Almost 4 years ago my husband got in a bad wreck and broke the window in the truck out with his head, (which he did not get seen about.) Everything was perfect until then. I knew to him I was everything and to me he was everything. We were the perfect couple. Shortly after his wreck we started having problems. He had anxiety issues, he would get mad at no reason, and I felt like I was nothing to him. Everything changed. So, for almost 2 years I cried and begged him to make me happy. He didn't do anything. I would go to his best friend and cry about everything and ask his advice, (this went on for a while) Then one day, one thing led to another and we started having an affair.

I fessed up and told my husband everything, knowing that was the one thing he would leave me for. We separated for about 6 weeks, in that time he slept with someone else. I started going home on the weekends and we would spend the weekend together with our son. Then I started staying back all the time. So that was two years ago. We have not talked about what happened, what I did or anything.
About three weeks ago I went on MySpace (his account) and seen where he was talking to someone we both work with. He was telling her that it was over between me and him and stuff he hasn't told me. I asked him about it. He said he needed a friend and he asked her, b/c she has been through the same thing. He told me he doesn't love me anymore, that he cannot get over what I did, he said he doesn't look at me the same. He said he cared about me but he didn't love me anymore. He said he had been trying for 2 years and he wasn't willing to try anymore. I told him that he made an attempt by being there but he needed to work on himself, and then me and him needed to work on us. I told him that we both had just been there, but we haven't tried anything. He says he doesn't want to love me anymore, I know he loves me. He is still living at the house with me and the kids, b/c neither one of us can make it on our own. We are still sleeping in the same bed, still having sex, everything. He doesn't want to work at it, he doesn't want to go to counseling. What do I do?

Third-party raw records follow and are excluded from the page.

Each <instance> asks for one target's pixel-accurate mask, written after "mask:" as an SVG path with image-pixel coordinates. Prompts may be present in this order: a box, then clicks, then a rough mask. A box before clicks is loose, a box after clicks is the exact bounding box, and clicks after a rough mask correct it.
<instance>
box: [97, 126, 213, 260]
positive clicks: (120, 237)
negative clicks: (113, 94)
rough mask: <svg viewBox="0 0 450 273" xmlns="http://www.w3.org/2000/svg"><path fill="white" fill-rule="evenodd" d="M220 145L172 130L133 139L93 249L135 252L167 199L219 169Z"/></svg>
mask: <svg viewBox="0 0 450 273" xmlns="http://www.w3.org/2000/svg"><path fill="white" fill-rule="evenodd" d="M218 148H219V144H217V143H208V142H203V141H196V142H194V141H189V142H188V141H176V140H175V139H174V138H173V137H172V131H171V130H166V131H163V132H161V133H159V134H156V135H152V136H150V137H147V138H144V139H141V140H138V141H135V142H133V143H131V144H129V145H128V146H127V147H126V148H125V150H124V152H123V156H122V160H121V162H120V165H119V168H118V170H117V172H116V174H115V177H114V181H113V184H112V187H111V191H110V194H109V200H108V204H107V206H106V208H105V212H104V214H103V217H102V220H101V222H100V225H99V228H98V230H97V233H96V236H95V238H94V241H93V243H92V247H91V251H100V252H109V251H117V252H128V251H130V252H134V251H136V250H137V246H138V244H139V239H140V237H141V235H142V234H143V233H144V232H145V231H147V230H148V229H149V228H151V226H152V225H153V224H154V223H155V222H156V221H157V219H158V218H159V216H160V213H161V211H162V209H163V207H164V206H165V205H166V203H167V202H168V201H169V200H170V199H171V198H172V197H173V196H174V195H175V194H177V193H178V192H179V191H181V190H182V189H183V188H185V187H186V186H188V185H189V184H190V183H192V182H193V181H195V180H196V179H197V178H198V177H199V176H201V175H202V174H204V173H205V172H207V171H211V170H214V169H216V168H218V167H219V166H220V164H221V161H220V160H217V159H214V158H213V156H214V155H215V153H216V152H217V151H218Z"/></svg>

Everything was find until he had that wreck. I told him to go to the Dr and get seen, which he is unwilling to do. I feel we owe it to our kids to try. I know he loves me, why is being like this. He seemed happy for 2 years, which he said he was acting happy.
He also said that what I did hurt him more than anything. I did not intentionally do this, it is something that just happened. I regret ever doing it, but I can't change what I did. He said there is nothing I can say nor do to change his mind.
Oh, and in that 2 year period that we separated until now we had a little girl. He has serious trust issues, b/c of what I did. What do I do? I love him.


----------